Comer devagar pode ser uma das estratégias mais simples e eficazes para controlar o peso, já que dá tempo ao cérebro para reconhecer os sinais de saciedade e ajuda o organismo a liberar hormônios que reduzem a fome. Esse hábito, muitas vezes deixado de lado por causa da rotina apressada, atua diretamente na quantidade de alimento consumido em cada refeição. Entender como isso funciona pode transformar a forma como você se relaciona com a comida.
Como comer devagar age no organismo?
Quando a pessoa mastiga com calma, o alimento passa mais tempo na boca, é triturado em partículas menores e se mistura melhor à saliva. Esse processo inicia a digestão de forma mais eficiente e reduz o esforço do estômago e do intestino nas etapas seguintes.
Além disso, comer devagar prolonga o tempo da refeição, o que dá ao cérebro a chance de processar os sinais de saciedade antes que o prato seja finalizado. O resultado é uma sensação de satisfação com quantidades menores de comida.
Qual é o papel dos hormônios GLP-1 e PYY?
Ao mastigar por mais tempo, o intestino libera de forma mais efetiva dois hormônios importantes para o controle do apetite: o GLP-1 e o PYY. Essas substâncias sinalizam ao cérebro que já há alimento suficiente, reduzindo a fome e prolongando a sensação de estômago cheio.
Esses hormônios levam cerca de 20 minutos para começar a agir de forma perceptível.

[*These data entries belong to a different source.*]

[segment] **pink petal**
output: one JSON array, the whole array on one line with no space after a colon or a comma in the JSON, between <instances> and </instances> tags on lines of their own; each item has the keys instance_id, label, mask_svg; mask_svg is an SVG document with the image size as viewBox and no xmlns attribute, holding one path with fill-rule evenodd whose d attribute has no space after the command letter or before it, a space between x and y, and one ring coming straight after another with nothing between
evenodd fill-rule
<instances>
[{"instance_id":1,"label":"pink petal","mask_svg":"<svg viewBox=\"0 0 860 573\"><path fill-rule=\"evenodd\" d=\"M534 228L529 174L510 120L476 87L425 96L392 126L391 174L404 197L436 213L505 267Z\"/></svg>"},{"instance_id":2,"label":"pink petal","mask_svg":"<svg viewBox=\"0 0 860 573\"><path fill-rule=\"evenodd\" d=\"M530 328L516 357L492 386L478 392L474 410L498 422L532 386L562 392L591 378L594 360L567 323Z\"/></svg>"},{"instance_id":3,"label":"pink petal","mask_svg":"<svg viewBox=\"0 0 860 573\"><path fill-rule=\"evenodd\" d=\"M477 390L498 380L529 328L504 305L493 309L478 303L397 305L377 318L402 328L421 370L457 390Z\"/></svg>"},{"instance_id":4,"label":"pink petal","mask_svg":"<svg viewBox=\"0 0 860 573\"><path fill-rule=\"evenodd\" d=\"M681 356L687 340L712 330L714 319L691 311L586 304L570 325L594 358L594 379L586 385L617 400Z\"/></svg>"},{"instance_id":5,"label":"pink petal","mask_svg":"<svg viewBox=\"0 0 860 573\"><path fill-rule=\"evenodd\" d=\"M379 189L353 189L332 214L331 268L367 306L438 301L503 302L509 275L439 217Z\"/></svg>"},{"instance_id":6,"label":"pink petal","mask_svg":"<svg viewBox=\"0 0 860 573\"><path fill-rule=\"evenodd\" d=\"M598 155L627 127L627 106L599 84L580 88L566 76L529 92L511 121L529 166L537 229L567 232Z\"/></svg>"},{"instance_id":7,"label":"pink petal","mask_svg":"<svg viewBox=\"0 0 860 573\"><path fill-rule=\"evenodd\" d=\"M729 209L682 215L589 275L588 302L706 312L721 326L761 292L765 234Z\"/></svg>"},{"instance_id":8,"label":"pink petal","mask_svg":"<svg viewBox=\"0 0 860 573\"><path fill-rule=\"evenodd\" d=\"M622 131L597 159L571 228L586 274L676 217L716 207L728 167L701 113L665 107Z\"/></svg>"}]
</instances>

Comer rápido faz com que a refeição termine antes desse sinal chegar, o que pode levar a ingerir mais calorias e a comprometer os benefícios de comer devagar observados ao longo do tempo.

O que revela um estudo publicado no BMJ Open?
A relação entre velocidade das refeições e peso corporal já foi analisada em pesquisas de longa duração com grandes populações. Segundo o estudo Effects of changes in eating speed on obesity in patients with diabetes, publicado na revista BMJ Open em 2018 por pesquisadores da Universidade de Kyushu, no Japão, pessoas que comiam devagar apresentaram taxas de obesidade significativamente menores do que aquelas que comiam rápido, considerando também medidas como índice de massa corporal e circunferência abdominal.
Os autores destacaram que reduzir a velocidade das refeições pode ser uma intervenção eficaz para prevenir a obesidade e diminuir riscos associados à saúde metabólica. O achado reforça a importância desse hábito simples como aliado no controle do peso.
Quais os benefícios de comer devagar?
Além do impacto no peso, esse hábito traz uma série de vantagens que se estendem à digestão, à saúde metabólica e ao bem-estar geral. Os principais benefícios observados são:
- Maior sensação de saciedade, com menor ingestão de calorias por refeição;
- Melhora da digestão, reduzindo gases, azia e sensação de estufamento;
- Melhor absorção de nutrientes, já que o alimento é mais bem triturado;
- Estabilização da glicose no sangue, com picos menos acentuados após comer;
- Menor risco de compulsão alimentar, pela consciência dos sinais do corpo;
- Redução do consumo de calorias em excesso, favorecendo o controle do peso;
- Maior prazer com a comida, pelo tempo dedicado a sentir sabores e texturas.
Combinar essa prática com uma alimentação saudável equilibrada potencializa os efeitos e ajuda a construir uma relação mais consciente com a comida.

Como aplicar esse hábito no dia a dia?
Adotar refeições mais tranquilas é uma mudança acessível, mas exige atenção e prática. Algumas estratégias simples ajudam a incorporar o hábito na rotina:
- Mastigue cada porção de 20 a 30 vezes, até o alimento ficar bem triturado;
- Faça pausas entre garfadas, apoiando os talheres no prato;
- Reserve pelo menos 20 minutos para cada refeição principal;
- Evite telas durante as refeições, para prestar atenção ao que come;
- Coma sentado à mesa, dedicando tempo exclusivo ao momento;
- Beba pequenos goles de água, sem exagerar durante a refeição;
- Sirva porções menores no prato, evitando repetições automáticas.
Se dificuldades para controlar o peso ou o apetite persistem mesmo com mudanças de hábito, é importante buscar avaliação médica ou nutricional. Um profissional pode identificar fatores individuais e orientar estratégias adequadas à sua condição de saúde.
Este conteúdo tem caráter apenas informativo e não substitui a avaliação, o diagnóstico ou o tratamento realizados por um profissional de saúde qualificado. Consulte sempre um médico ou nutricionista antes de adotar novos hábitos alimentares.